At the hands of cyber actors, personally identifiable information could be further exploited to launch new attacks, McNeal wrote in an opinion piece published by Nextgov.
To de-weaponize stolen data, he said federal agencies should adopt more effective authentication practices and not be over-reliant on the use of knowledge-based authentication.
According to McNeal, KBA is a non-effective authentication method since it relies on basic questions that are easily answerable by identity thieves.

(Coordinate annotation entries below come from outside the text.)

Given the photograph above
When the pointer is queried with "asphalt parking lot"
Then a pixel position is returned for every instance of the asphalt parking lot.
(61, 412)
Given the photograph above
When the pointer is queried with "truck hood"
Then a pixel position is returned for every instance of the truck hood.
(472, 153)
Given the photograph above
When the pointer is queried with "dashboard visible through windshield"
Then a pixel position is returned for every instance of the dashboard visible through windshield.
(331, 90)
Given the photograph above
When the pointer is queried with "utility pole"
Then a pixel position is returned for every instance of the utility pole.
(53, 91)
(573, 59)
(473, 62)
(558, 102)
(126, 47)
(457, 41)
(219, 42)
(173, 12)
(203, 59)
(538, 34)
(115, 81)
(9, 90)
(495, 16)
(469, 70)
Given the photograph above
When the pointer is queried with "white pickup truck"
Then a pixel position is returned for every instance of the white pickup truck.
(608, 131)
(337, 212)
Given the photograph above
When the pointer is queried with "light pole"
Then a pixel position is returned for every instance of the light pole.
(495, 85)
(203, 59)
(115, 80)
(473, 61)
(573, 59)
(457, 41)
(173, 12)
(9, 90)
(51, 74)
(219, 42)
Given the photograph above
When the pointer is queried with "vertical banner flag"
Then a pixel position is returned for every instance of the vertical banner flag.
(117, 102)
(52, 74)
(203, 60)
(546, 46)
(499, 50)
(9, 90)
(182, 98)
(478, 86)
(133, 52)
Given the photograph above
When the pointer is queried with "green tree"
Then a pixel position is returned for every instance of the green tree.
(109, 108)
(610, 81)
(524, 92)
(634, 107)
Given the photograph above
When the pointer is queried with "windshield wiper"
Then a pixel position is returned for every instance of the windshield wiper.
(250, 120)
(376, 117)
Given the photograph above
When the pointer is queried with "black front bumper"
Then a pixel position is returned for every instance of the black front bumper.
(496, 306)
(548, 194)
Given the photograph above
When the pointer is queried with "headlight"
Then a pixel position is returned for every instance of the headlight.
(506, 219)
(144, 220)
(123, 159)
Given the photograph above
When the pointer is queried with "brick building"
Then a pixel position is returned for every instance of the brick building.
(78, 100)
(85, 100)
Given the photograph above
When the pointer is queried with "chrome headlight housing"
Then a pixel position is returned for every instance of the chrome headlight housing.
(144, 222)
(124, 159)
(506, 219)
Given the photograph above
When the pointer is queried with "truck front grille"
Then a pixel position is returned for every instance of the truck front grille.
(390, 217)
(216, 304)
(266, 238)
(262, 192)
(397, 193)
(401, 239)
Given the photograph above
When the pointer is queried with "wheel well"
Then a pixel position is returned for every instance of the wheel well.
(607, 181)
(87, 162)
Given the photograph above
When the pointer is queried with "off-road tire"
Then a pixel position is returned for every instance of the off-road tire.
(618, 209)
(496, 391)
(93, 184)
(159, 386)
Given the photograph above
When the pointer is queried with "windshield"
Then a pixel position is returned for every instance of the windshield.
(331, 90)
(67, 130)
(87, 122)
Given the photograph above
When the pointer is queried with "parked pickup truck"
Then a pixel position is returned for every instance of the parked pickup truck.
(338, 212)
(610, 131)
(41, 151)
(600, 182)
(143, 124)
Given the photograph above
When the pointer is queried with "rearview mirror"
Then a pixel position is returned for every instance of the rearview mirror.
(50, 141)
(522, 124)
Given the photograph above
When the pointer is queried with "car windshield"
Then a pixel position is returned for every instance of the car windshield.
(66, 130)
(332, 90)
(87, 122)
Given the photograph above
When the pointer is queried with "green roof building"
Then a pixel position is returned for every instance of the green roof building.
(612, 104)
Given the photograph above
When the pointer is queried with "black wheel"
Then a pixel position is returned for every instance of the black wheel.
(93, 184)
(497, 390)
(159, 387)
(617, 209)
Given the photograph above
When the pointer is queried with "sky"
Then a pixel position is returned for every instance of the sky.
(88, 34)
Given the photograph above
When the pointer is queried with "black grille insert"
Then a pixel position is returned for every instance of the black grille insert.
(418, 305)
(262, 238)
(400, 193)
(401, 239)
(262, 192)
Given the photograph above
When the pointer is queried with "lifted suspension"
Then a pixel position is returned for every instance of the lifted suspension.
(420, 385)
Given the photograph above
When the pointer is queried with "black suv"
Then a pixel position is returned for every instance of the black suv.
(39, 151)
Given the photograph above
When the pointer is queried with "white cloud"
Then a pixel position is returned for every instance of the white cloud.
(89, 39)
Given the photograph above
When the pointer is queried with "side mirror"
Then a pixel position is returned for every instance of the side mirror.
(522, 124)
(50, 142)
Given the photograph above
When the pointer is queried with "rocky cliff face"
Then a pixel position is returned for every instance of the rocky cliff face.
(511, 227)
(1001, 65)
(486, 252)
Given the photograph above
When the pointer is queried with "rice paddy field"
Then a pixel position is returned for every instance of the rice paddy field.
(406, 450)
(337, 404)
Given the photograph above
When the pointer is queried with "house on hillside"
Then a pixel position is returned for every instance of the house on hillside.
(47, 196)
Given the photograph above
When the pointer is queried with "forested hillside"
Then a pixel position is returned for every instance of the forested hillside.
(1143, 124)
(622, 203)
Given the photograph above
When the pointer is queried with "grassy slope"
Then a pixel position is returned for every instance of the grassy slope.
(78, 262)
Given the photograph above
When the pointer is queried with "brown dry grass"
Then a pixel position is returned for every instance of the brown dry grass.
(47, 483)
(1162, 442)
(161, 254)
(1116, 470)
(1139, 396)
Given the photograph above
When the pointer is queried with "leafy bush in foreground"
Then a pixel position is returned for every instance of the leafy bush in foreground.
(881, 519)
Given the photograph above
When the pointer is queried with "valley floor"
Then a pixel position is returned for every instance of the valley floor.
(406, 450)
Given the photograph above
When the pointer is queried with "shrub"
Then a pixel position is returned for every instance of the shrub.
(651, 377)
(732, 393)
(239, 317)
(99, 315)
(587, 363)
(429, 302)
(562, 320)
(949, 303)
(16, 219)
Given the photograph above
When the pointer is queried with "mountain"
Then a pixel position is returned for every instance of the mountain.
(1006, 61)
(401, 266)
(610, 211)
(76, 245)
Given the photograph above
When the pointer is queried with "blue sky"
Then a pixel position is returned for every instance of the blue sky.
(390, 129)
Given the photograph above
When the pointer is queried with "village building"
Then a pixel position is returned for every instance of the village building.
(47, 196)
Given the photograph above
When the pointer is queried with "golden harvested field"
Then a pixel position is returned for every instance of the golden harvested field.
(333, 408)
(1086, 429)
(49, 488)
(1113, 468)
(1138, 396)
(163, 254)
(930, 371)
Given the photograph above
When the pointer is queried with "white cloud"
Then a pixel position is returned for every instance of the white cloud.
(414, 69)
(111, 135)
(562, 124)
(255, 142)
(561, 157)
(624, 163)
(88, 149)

Citing a National Institute of Standards and Technology guideline, he noted that KBA has been deemed to have an unacceptably high risk of successful use by attackers given the ease with which they can supply the answers to questions and the relatively small number of possible choices for many of them.
McNeal said several alternatives are already being used in the private and public sectors.
In his opinion, device-based identity verification is a standout means of authentication as it provides an integrated view of identity and identity reputation based on the data inherent to the device itself.
He added that using device-based identity resolution solutions can inform agencies whether a device has been linked to unsafe behaviors in the past or if it is in the possession of its owner.
The SolarWinds breach could serve as an opportunity for Chris Inglis, who is widely expected to be appointed national cyber director, to introduce the adoption of new identity resolution practices across the federal government, McNeal said.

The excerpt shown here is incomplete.